Religious Proclamation for Animal Compassion
Presentation by The Rev. Steve Keplinger
November 7, 2007 [Press Conference]
Lao Tzu, Confucius, The Buddha, Moses, Jesus, Muhammad, Gandhi. These
are the names we know so well from the most respected faith traditions
in the history of the world. Through their actions, major shifts took
place in the way people understood their place in the universe.
Why are these people the most important that ever lived and how did
they manage to change the very fabric of their cultures? I see two
common threads among them. First, each of them was what we would term
today, sociologists. They had an innate ability to survey the world
around them and identify the outcast, the left out, the rejected, the
underdog, the segregated, the portion of society that was being devalued
by others in their place and time. Once identified, all of these
religious leaders were then able to restore dignity to those who were
being oppressed, even against seemingly insurmountable odds. To do so,
each of them had to break through the worldview of the day, to create an
entirely new way of understanding morality and ethics.
In my own lifetime, I have seen this happen two more times. When the
world said that the tension and hatred between blacks and whites could
never be broken in South Africa, Archbishop Desmond Tutu changed the
very values of the nation to bring about healing and justice. In our own
country, Dr. Martin Luther King, Jr. changed the way all of us relate to
one another, bringing this country that much closer to the ideal of
egalitarianism envisioned by the framers of this nation.
If we are going to make the world a better place to live today, I
know of no better model than the one used by every one of those
religious leaders. So, let us start with that sociological question. Who
is it that is being most abused by the power structures of our day? Who
is it that we devalue the most in our culture?
Unfortunately, there remain many possible choices. But for me, there
is nothing we devalue more than God’s creation. Certainly it is the most
vulnerable because animals and other parts of creation have no way to
defend themselves from whatever we perpetrate upon them. We have taken
what God continuously refers to as very good in the first book of my
sacred text, and devalued it, turning God’s creatures into objects for
our personal use. Just as we have often segregated ourselves from other
human beings causing their devaluation, we have segregated ourselves
from every non-human species. All of us know exactly what this
segregation from our fellow beings has created. We are on the verge of
not only destroying all of God’s creatures, but we are now beginning to
realize, finally, that this is threatening humanity’s existence too.

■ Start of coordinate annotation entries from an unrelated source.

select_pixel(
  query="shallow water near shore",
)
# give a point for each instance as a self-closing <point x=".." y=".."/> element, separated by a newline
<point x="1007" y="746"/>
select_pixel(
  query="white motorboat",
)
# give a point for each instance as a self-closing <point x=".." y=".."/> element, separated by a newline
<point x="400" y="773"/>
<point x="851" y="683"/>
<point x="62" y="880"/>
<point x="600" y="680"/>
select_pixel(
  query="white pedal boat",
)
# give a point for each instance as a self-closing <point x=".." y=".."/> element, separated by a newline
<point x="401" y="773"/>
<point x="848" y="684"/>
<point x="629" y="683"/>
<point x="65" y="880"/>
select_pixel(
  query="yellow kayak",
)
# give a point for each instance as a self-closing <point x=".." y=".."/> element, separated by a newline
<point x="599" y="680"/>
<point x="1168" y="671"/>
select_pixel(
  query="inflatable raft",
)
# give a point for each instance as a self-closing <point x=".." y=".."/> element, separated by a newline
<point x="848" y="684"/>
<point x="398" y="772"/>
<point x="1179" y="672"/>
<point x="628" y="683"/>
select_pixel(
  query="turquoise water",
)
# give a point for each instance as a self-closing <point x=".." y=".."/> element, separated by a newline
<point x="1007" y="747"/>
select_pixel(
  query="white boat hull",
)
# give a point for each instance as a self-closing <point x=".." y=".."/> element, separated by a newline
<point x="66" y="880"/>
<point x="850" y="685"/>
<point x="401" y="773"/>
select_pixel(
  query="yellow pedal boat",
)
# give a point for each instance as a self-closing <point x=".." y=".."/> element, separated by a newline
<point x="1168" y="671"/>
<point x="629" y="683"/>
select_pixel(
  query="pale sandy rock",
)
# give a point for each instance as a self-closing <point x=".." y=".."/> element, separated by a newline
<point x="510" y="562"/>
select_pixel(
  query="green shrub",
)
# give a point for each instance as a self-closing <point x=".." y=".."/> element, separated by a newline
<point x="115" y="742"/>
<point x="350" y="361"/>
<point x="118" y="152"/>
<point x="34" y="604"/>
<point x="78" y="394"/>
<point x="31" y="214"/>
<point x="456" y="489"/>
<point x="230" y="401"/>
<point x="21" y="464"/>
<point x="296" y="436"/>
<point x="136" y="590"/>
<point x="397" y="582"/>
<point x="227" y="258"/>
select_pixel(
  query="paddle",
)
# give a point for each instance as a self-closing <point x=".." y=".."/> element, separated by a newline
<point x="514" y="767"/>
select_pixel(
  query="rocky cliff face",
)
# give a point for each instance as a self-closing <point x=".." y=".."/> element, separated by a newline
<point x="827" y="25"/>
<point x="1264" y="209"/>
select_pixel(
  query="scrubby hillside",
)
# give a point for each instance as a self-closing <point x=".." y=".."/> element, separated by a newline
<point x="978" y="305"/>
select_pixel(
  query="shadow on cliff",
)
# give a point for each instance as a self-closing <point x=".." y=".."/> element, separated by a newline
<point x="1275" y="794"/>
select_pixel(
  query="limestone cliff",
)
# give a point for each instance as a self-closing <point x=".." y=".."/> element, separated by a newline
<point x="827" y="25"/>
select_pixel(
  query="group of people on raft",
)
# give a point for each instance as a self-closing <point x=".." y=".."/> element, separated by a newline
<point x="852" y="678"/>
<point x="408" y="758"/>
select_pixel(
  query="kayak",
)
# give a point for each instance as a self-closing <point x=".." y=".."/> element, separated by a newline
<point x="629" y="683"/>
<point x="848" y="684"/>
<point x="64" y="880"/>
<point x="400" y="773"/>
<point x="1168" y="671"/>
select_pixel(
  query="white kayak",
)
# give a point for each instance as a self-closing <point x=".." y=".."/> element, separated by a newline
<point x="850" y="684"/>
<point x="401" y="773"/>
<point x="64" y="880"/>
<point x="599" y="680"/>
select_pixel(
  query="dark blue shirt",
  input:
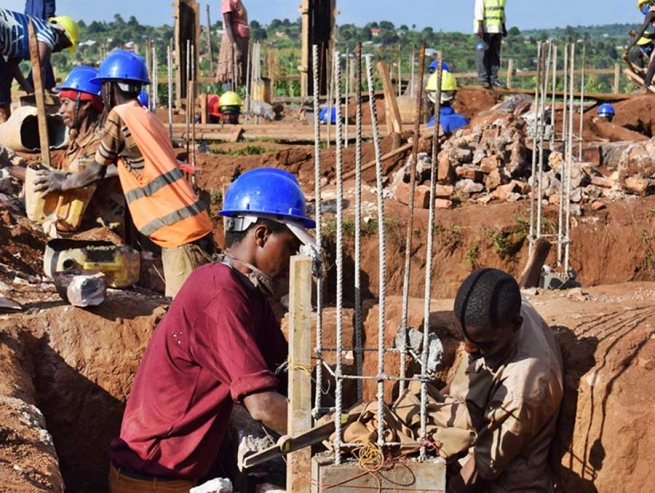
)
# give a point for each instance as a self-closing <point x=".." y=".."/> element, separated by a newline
<point x="449" y="120"/>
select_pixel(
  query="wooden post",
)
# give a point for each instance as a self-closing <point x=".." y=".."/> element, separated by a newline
<point x="203" y="108"/>
<point x="209" y="43"/>
<point x="37" y="77"/>
<point x="390" y="99"/>
<point x="300" y="382"/>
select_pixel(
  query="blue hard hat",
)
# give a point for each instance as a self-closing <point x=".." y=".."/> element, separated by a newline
<point x="143" y="98"/>
<point x="267" y="192"/>
<point x="122" y="65"/>
<point x="606" y="109"/>
<point x="435" y="65"/>
<point x="82" y="79"/>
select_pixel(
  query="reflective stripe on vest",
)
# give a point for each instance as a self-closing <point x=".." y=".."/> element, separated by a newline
<point x="154" y="186"/>
<point x="494" y="12"/>
<point x="162" y="204"/>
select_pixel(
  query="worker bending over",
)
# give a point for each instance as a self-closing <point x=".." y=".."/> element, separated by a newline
<point x="449" y="120"/>
<point x="162" y="204"/>
<point x="61" y="32"/>
<point x="218" y="344"/>
<point x="511" y="384"/>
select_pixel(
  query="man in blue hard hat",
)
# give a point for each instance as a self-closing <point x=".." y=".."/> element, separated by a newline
<point x="490" y="29"/>
<point x="606" y="112"/>
<point x="218" y="344"/>
<point x="163" y="206"/>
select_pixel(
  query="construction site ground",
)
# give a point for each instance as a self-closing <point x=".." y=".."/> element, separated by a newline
<point x="67" y="371"/>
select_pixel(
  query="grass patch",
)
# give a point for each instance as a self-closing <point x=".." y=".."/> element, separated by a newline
<point x="249" y="150"/>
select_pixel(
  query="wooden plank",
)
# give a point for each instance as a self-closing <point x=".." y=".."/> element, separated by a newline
<point x="37" y="78"/>
<point x="390" y="98"/>
<point x="300" y="381"/>
<point x="532" y="271"/>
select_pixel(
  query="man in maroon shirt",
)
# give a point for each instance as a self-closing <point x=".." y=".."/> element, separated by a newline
<point x="218" y="344"/>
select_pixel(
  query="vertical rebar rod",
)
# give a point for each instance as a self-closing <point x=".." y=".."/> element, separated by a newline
<point x="318" y="351"/>
<point x="560" y="219"/>
<point x="382" y="246"/>
<point x="535" y="189"/>
<point x="428" y="256"/>
<point x="169" y="61"/>
<point x="570" y="166"/>
<point x="339" y="263"/>
<point x="359" y="362"/>
<point x="543" y="87"/>
<point x="582" y="81"/>
<point x="410" y="221"/>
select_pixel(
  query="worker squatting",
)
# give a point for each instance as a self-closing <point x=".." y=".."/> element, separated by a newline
<point x="220" y="343"/>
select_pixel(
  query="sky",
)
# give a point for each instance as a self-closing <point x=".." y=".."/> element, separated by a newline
<point x="446" y="15"/>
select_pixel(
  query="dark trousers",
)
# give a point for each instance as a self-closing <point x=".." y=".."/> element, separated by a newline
<point x="488" y="61"/>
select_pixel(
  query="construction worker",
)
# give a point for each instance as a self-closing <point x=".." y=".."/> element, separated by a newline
<point x="61" y="32"/>
<point x="646" y="7"/>
<point x="218" y="344"/>
<point x="44" y="10"/>
<point x="233" y="52"/>
<point x="490" y="30"/>
<point x="230" y="107"/>
<point x="449" y="120"/>
<point x="606" y="112"/>
<point x="162" y="205"/>
<point x="511" y="384"/>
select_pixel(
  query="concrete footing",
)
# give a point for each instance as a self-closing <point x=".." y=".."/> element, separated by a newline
<point x="401" y="476"/>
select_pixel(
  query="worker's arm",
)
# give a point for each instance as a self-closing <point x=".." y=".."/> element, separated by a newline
<point x="269" y="408"/>
<point x="227" y="25"/>
<point x="14" y="66"/>
<point x="53" y="181"/>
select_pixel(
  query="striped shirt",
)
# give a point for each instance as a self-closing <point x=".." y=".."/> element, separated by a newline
<point x="14" y="34"/>
<point x="117" y="142"/>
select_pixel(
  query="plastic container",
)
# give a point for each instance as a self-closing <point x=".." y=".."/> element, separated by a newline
<point x="67" y="207"/>
<point x="120" y="264"/>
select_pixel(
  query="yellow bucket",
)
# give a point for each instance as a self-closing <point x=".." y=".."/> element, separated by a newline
<point x="67" y="207"/>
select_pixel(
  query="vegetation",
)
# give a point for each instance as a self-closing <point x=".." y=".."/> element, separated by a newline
<point x="281" y="47"/>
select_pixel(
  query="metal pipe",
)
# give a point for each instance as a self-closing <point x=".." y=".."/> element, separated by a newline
<point x="359" y="360"/>
<point x="534" y="152"/>
<point x="412" y="188"/>
<point x="319" y="234"/>
<point x="339" y="264"/>
<point x="382" y="246"/>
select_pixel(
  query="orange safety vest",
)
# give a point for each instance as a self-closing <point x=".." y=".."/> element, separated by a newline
<point x="162" y="204"/>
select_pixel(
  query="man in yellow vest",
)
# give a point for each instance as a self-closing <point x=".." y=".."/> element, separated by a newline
<point x="490" y="30"/>
<point x="162" y="205"/>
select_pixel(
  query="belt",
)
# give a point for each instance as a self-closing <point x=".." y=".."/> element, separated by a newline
<point x="144" y="477"/>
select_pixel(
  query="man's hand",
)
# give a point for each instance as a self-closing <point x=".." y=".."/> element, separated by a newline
<point x="49" y="181"/>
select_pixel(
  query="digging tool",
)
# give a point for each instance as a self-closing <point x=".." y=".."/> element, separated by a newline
<point x="39" y="96"/>
<point x="286" y="444"/>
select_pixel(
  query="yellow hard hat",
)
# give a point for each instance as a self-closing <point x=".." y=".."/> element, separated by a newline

I would dearly love to tell you as an Episcopal priest that it is the
secular world that has caused this broken relationship between ourselves
and the rest of creation. But the truth of the matter is that this is
our fault, the religious leaders of today’s world. We have not
interpreted our sacred texts for our present day situation. We have not
followed the example of our predecessors of identifying those most
abused in our culture; and then taking the necessary steps to change the
way of thinking that causes that abuse.
Why have we not responded when the pain and suffering we have
perpetrated on animal populations is so obvious? From my own Christian
tradition’s perspective, my best guess is that it is an accident of
history. When Christianity first came in contact with indigenous groups
like the Celts and the Druids who saw nature as God, church leaders were
apparently so fearful of pantheism that they began speaking of God only
as transcendent, as totally separate from us. All those descriptions in
our sacred text that describe God as being intimately with us were
buried in favor of a God far away. This seems a bit absurd for a
religion based on a God that became one of us. But that’s what we did.
So while Colossians says, "There is only one Christ - he is everything
and he is in everything.", Christianity decided to reject this notion
altogether. We would totally break our relationship with the animals and
the rest of God’s creation.
The time has now come to recapture the God of all creation. The time
has come for us to identify the animals as the ones in our time that are
being rejected, oppressed and segregated. Then we, like the religious
leaders that have come before us, must be the impetus for creating a
gigantic shift in our culture that convinces the world that we must be
in relationship with our animals and all of God’s creation again. We
must change our worldview entirely. Animals, my friends, are not a
resource. They deserve to live in dignity and we are called by each of
our faith traditions to bring that dignity to them.
This Religious Proclamation for Animal Compassion is, in my mind, the
perfect first step in bringing this seismic change about. In forming it,
we brought together leaders from faith traditions that have recently
been polarized from one another. That, in itself is so critical in
today’s fragmented society. But even more importantly, this Proclamation
focuses us on the task ahead.
Every age has a deep calling to bring about a wholly new worldview.
This is the evangelism of our time. It is time for us to hear not just
the cry of God’s people, but to hear the cry of God’s animals, of God’s
creation. Let us save the animals and each other by bringing this world
back into relationship with all of God’s creation. There is no more
important thing any of us will ever do.